Ré-vo-lu-tion-naires.
Est-ce bien sérieux ? La nouvelle version de mon système
d’exploitation ? Ok, elle est tout à fait exceptionnelle, mais... Mon
nouveau téléphone mobile équipé de cette nouvelle technologie qui me
change ma vie. Dingue en effet, mais... Ce nouvel ordinateur de poche
qui détrône son concurrent. C’est évident, il fait tellement plus,
mais...
Mais ces pseudo-révolutions ne font que détrôner leurs prédécesseurs.
Elles n’ont donc rien de révolutions. Elle ne sont que des coups
d’Etat. Car des puissants remplacent d’autres puissants.

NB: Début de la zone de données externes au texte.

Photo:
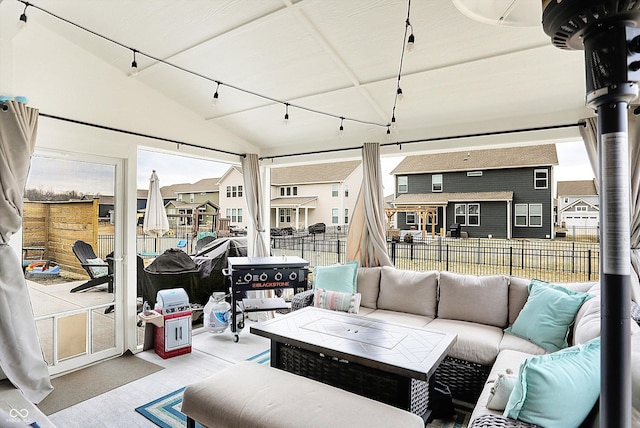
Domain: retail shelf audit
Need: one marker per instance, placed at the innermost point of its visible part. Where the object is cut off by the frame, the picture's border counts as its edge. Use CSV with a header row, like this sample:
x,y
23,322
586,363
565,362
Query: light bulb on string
x,y
22,22
214,99
410,42
134,64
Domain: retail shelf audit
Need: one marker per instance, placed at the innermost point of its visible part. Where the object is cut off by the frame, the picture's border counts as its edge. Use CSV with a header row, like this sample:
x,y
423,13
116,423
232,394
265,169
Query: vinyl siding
x,y
493,214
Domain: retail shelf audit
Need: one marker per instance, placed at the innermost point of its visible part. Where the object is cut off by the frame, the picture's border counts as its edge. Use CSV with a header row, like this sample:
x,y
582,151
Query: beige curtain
x,y
367,240
255,202
590,136
20,354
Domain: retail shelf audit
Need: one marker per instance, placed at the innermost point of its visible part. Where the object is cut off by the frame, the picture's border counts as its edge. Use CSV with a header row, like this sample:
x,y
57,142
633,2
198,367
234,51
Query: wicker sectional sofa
x,y
478,309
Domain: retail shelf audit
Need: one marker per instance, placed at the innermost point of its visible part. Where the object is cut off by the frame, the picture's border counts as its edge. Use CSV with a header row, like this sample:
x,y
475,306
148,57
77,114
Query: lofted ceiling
x,y
333,56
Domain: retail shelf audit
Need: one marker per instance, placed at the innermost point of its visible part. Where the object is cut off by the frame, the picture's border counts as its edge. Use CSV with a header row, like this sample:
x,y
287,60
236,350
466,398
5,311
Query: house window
x,y
403,184
285,215
467,214
289,191
432,218
460,214
540,179
535,215
473,215
436,183
522,214
234,191
235,214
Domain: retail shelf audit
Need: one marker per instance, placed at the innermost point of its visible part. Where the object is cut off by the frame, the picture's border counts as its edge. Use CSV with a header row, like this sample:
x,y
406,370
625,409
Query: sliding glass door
x,y
72,257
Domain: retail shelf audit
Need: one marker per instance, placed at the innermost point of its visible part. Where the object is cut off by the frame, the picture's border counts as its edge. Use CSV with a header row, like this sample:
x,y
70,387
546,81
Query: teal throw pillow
x,y
342,278
557,390
548,315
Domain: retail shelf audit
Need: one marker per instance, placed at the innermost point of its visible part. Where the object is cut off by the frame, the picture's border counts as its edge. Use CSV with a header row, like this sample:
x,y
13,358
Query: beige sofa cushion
x,y
400,317
408,291
514,343
477,343
368,285
481,299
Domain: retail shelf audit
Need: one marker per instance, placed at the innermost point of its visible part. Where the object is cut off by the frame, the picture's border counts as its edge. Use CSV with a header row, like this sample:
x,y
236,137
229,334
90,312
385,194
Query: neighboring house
x,y
105,206
578,203
193,207
188,217
503,193
233,204
318,193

La révolution, c’est la prise du pouvoir par le peuple.
Le peuple a-t il demandé la mise à jour de son traitement de texte ? La
montée en puissance de son micro-processeur ? Hum hum...
Mai 2005, les prémices d'ne révolution
Une très grande marque de cosmétiques internationale
projette d’utiliser les blogs pour promouvoir un nouveau produit qui
permet de rendre la peau des femme plus belles. Le "Journal de ma peau"

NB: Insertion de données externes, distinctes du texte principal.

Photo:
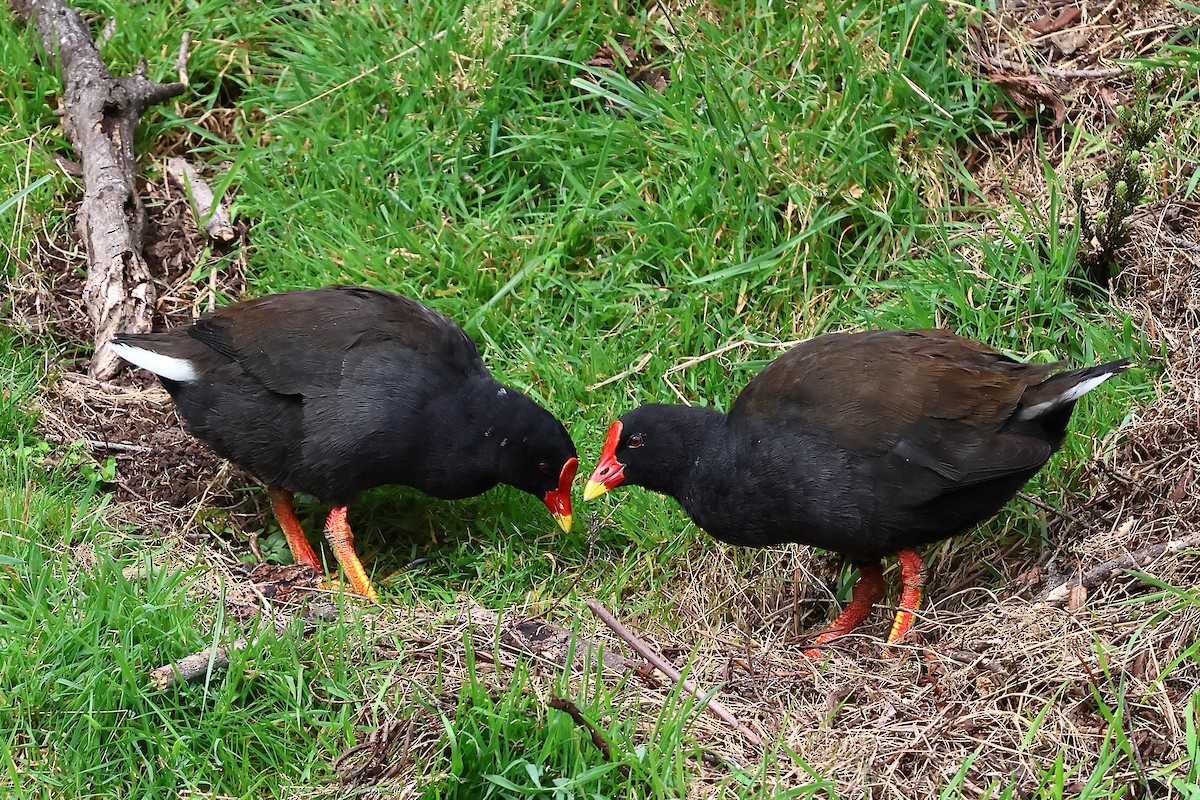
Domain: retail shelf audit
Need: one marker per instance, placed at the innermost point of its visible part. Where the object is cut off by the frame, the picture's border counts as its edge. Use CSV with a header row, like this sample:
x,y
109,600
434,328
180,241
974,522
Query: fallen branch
x,y
208,210
537,637
100,118
665,667
1135,559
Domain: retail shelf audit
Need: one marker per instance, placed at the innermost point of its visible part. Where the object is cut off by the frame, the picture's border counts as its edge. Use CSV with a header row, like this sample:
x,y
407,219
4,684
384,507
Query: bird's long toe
x,y
341,540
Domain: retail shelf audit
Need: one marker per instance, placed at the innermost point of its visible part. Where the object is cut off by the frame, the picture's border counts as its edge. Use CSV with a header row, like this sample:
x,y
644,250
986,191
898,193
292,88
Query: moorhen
x,y
865,444
334,391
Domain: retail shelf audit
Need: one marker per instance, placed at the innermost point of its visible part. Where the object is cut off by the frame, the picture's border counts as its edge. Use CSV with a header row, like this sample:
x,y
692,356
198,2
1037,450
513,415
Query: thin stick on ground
x,y
1101,572
210,660
652,655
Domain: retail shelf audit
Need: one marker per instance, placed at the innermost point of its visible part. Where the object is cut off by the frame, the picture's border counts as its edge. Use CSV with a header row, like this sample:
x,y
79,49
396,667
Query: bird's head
x,y
651,446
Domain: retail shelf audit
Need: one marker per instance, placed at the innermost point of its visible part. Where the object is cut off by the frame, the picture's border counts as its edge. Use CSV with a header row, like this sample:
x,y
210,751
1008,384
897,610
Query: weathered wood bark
x,y
101,115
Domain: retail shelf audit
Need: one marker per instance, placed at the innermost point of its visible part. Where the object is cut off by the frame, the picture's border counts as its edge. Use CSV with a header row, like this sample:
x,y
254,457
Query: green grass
x,y
789,180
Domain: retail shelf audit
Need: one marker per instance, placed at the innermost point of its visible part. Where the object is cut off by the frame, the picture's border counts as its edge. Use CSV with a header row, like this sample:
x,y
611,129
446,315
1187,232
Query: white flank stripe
x,y
1068,396
166,366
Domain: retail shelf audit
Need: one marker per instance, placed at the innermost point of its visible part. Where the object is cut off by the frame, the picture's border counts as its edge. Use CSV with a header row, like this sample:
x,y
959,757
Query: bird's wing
x,y
299,342
930,397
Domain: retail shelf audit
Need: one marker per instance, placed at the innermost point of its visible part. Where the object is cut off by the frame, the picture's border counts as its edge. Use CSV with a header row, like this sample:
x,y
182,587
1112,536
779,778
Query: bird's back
x,y
321,391
871,443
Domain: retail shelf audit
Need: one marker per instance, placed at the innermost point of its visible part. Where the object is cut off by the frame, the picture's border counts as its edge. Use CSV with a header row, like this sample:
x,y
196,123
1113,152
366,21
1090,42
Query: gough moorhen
x,y
867,444
334,391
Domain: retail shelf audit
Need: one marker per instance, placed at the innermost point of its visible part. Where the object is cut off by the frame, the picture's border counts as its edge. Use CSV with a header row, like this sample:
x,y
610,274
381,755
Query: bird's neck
x,y
701,432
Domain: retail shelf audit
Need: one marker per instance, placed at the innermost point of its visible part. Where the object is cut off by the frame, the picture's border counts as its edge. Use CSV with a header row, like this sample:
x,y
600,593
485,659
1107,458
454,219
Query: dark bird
x,y
334,391
865,444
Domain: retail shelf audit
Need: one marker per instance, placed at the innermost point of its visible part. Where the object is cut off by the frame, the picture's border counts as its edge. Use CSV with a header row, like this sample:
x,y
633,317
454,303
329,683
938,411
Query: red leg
x,y
865,594
341,539
301,551
913,578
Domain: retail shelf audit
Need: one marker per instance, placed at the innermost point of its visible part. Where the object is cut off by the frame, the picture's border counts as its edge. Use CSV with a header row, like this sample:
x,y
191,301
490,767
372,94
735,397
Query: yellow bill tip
x,y
593,489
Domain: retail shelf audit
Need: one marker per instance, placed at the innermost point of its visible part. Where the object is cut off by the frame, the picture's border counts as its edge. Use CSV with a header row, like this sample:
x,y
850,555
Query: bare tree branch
x,y
101,116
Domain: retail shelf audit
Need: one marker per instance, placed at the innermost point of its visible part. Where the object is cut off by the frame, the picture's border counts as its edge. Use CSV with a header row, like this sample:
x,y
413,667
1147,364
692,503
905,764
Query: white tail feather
x,y
1068,396
165,366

voit donc le jour. Animé par une blogueuse qui fait part de ses
perceptions au jour la jour. Léger problèmes... La blogueuse en
question n’existe pas. Les perceptions face à ce produit...
révolutionnaire ne sont pas réelles mais rédigées par une équipe
marketing et son agence. Rien d’extraordinaire me direz-vous. Nous
voyons cela tous les jours dans les pages de nos magazines préférés,
dans les mailings que nous recevons dans nos boîtes aux lettres ou même
à longueur d’écrans publicitaires télévisés. Et personne ne s’en émeut.

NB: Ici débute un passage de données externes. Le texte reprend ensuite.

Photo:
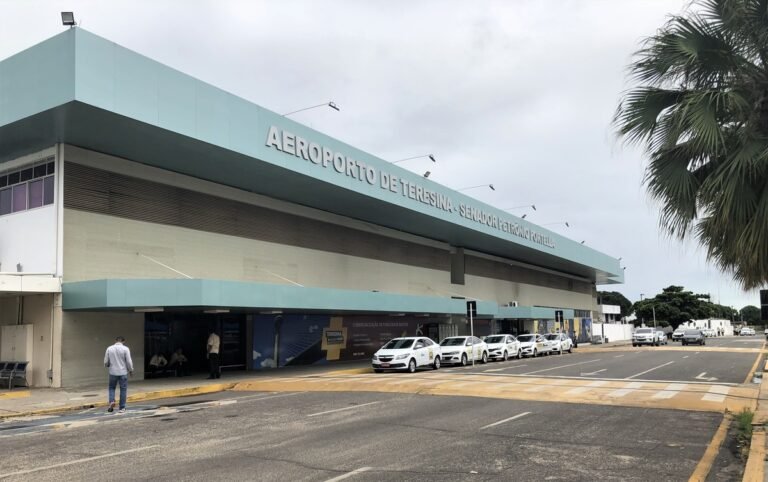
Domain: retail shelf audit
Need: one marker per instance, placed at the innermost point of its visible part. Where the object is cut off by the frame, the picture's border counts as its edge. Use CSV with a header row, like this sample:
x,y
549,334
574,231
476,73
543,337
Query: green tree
x,y
700,109
751,315
674,305
615,298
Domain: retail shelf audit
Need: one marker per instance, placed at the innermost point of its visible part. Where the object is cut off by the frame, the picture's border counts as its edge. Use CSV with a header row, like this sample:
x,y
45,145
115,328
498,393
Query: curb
x,y
137,397
19,394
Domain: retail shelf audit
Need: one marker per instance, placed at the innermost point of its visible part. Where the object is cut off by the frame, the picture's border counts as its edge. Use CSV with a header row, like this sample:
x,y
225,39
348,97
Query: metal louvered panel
x,y
103,192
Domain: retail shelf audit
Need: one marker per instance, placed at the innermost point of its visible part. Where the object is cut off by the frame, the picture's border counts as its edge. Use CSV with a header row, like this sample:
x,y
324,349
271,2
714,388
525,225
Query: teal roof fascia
x,y
111,99
122,294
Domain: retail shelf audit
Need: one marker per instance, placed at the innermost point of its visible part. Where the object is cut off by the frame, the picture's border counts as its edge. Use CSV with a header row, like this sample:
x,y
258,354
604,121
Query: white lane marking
x,y
519,415
585,388
561,366
342,409
716,394
702,377
628,388
350,474
78,461
670,391
650,370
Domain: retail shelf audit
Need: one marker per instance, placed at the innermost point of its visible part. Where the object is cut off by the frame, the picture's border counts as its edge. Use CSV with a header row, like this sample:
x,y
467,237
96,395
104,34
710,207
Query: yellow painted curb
x,y
755,470
136,397
350,371
19,394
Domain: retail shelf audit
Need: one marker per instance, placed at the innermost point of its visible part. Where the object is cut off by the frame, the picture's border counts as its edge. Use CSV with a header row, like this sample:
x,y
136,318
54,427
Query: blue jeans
x,y
123,379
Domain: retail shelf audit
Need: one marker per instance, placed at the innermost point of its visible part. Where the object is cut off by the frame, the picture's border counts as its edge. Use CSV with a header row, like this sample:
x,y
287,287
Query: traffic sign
x,y
472,309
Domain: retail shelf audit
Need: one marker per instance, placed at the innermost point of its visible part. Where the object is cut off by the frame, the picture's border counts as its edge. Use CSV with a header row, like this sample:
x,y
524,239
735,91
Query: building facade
x,y
138,201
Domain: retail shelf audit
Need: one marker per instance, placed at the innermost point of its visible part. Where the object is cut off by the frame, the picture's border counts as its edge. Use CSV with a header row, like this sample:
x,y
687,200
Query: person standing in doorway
x,y
118,359
213,354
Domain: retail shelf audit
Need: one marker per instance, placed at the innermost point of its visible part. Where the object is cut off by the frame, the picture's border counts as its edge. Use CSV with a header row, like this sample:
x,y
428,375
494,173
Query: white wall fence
x,y
613,331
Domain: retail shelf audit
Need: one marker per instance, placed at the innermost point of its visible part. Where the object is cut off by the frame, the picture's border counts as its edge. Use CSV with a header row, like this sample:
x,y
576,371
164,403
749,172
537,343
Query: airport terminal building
x,y
138,201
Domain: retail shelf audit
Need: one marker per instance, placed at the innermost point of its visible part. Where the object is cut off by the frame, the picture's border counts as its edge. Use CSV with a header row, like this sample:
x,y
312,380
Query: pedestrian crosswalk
x,y
692,395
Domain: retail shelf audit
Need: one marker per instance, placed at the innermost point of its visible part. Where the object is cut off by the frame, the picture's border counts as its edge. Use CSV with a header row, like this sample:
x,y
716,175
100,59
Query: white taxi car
x,y
463,349
533,345
560,342
408,353
501,347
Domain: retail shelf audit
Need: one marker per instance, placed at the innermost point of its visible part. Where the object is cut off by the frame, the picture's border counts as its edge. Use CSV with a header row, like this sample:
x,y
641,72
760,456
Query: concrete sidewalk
x,y
41,401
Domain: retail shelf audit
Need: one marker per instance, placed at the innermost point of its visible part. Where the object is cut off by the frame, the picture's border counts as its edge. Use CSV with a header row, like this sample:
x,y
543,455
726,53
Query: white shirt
x,y
118,359
213,343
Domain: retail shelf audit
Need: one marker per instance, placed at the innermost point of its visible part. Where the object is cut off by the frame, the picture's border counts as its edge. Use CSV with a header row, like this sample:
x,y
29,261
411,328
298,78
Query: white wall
x,y
85,338
613,331
29,237
37,310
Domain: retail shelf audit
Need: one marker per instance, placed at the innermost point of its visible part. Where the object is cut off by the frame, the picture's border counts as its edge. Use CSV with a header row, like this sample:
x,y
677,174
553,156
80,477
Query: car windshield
x,y
398,343
452,342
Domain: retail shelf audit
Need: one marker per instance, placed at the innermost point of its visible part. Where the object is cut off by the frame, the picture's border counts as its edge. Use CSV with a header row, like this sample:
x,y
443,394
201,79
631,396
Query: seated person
x,y
157,364
178,362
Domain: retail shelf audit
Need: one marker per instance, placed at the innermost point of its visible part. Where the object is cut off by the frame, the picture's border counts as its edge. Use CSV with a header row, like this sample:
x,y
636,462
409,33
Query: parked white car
x,y
463,349
407,353
645,336
560,342
533,345
502,347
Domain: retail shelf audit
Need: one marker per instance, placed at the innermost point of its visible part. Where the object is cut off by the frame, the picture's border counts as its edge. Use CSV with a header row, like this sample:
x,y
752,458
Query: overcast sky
x,y
516,93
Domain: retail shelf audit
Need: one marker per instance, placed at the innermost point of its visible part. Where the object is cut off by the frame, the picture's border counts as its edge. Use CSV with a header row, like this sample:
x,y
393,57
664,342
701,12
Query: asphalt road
x,y
324,436
399,436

Oui mais. Mais ici, nous sommes sur Internet. Dans cet espace
fourmillant que sont les blogs. Et sur un blog, se payer la tête des
consommateurs n’est pas bien vu. Pas bien vu du tout ! En l’espace de
quelques heures, quelques uns des blogueurs les plus influents trempent
leur souris dans le vitriol, aiguisent leurs claviers. Les réactions
sont terribles. Insultantes. Tant pour la pseudo blogueuse que pour
toute la chaîne de "production" qui se cache derrière - agence, équipe
marketing, marque produit et marque ombrelle.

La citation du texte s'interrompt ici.